К ночи из сотни допрошенных удалось записать в школу только троих, да и те, как думал Штрауб, записались потому, что испугались ругани Барнацкого и, сделав вид, будто согласились, на самом деле решили при первом случае бежать из школы. Штрауб устал и чувствовал себя разбитым. Он с раздражением думал о посещении тюрьмы и мысли, которыми он был занят в тюрьме, что эти две с половиной тысячи слабых и замученных людей быстро перейдут к нему и будут ему крайне преданны, приписывал теперь Барнацкому. Злили размашистые движения Барнацкого и кислый запах из его рта.
Когда вывели последнего заключенного и Барнацкий молча взглянул на Штрауба, вопросительно вскинув брови, Штрауб сердито сказал:
— Конечно. Нельзя же им возвращаться. Передадут.
Барнацкий плюнул в платок каким-то особо густым, сладострастным и отвратительным плевком.
— Несомненно, передадут.
И добавил:
— Неудобно, что нет одиночных камер. Передадут. И тогда — не будет ни малейшей надежды, что кого-то завербуем.
И, глядя в лицо Штрауба, сказал многозначительно:
— А ведь Добрая Мать будет недовольна.
— И очень.
— Что же делать?
— Будем думать.
— Пытки?
Барнацкий, помолчав, сказал:
— Будем думать. Время, как я говорил, у нас есть.
— Я не тороплюсь. Меня жена торопит.
— Ваша супруга — умная женщина. Она — предвидела и не пошла в канцелярию. Ей бы пришлось увидеть, что не подобает видеть женщине.
— В этом деле, пожалуй, она потверже любого мужчины.
— Вы думаете? Да, случается, — вздохнув, сказал Барнацкий. — Но у меня супруга совсем иной духовной комплекции. Однако займемся этими дураками.
Он позвал жандарма и стал подробно рассказывать, как нужно умертвить заключенных. Он говорил, чертя карандашом по бумаге, и жандарм — вахмистр, служивший вместе с Барнацкий в полку «Шляхта смерти», — слегка склонив корпус, смотрел на бумажку. Барнацкий советовал закрыть ворота, поставить на улице караул, чтобы отогнать толпу, если почему-либо она соберется. А лучше, чтобы толпа не собиралась, заключенных переколоть штыками, не тревожить население выстрелами, и он показал, как следует правильно колоть штыком.

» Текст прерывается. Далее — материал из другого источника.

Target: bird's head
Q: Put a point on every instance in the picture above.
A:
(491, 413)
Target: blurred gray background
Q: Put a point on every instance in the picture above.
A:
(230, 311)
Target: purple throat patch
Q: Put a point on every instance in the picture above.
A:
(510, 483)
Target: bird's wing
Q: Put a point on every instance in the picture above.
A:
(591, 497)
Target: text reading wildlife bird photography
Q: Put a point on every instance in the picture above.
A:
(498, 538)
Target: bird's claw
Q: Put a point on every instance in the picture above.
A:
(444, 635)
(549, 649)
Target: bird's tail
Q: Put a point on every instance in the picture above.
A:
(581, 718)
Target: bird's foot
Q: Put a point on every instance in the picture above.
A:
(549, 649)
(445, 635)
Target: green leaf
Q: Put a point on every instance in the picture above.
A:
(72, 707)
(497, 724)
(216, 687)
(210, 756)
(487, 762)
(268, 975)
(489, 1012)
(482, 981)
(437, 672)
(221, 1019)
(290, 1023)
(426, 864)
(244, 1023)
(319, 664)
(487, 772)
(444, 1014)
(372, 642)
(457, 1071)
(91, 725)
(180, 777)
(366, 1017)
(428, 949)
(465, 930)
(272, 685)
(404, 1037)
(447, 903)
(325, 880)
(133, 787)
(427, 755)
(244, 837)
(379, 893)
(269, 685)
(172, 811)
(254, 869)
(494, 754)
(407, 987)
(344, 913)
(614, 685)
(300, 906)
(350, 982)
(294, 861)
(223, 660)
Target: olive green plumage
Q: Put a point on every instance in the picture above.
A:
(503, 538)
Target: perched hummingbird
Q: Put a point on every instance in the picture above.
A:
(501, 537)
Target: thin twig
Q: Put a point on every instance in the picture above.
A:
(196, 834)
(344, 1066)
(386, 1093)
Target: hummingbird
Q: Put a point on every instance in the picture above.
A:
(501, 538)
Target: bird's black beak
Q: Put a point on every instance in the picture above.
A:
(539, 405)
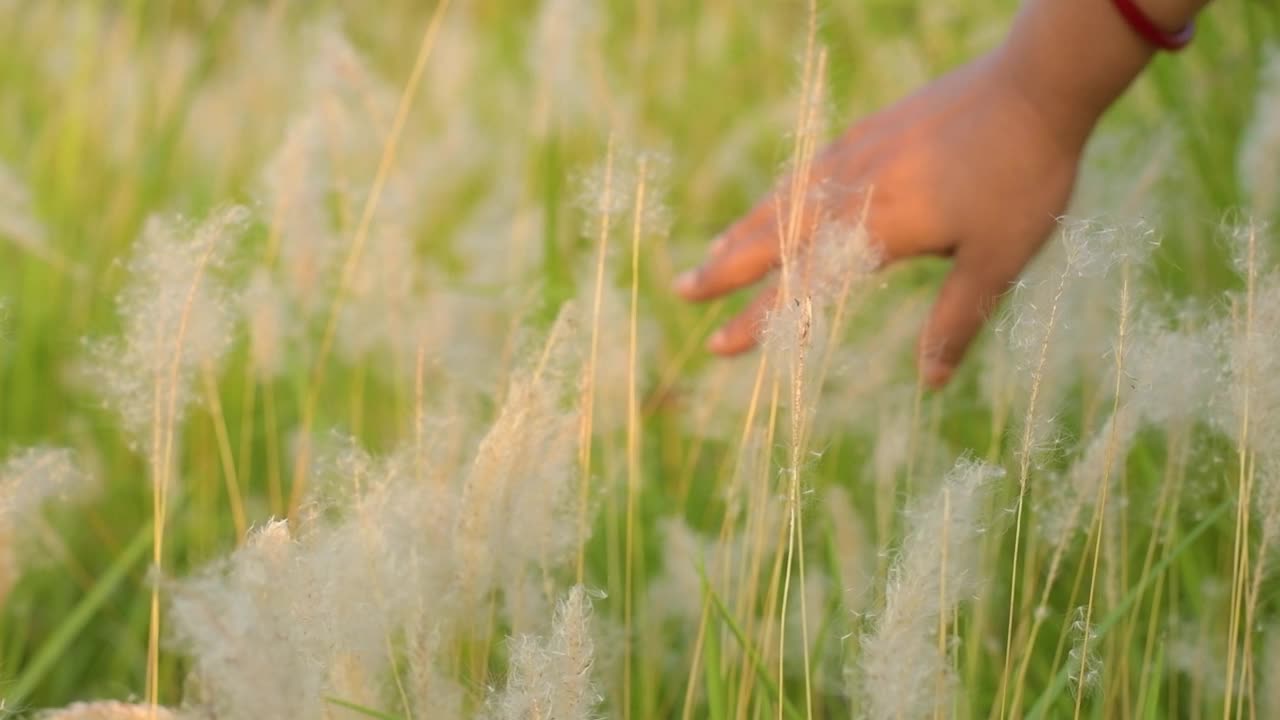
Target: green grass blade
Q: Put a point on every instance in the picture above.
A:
(716, 692)
(746, 648)
(1101, 629)
(360, 709)
(46, 657)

Вахмистр, молча выслушав приказание, вытер тылом ладони рот и вышел, а спустя четверть часа всех заключенных — с завязанными глазами и ртом и стянутыми назад руками — выстроили двумя рядами через двор так, что край шеренги как раз упирался в цветущий жасмин, а другой край стоял возле крыльца канцелярии, у которого была разбита наполненная черной землей клумба, из которой пробивались наружу поздние весенние тюльпаны.
Вахмистр быстро что-то скомандовал по-польски, и сотня рослых широкогрудых людей с желтыми выпушками на груди беззвучно подняла винтовки, и так как разбежаться было нельзя, то солдаты подскочили на месте и, широко размахнувшись, всадили штыки между лопаток как раз там, где стянутые назад руки образовали складку рубахи. Заключенные упали. Лица у солдат стали потные и багровые. Кое у кого из заключенных сдвинулись повязки, у кого с глаз, у кого со рта, и заключенные, вскидываясь, как рыбы, ползли к воротам, что-то видя и что-то мыча. Таких выбивающихся из шеренги вахмистр бил по голове прикладом.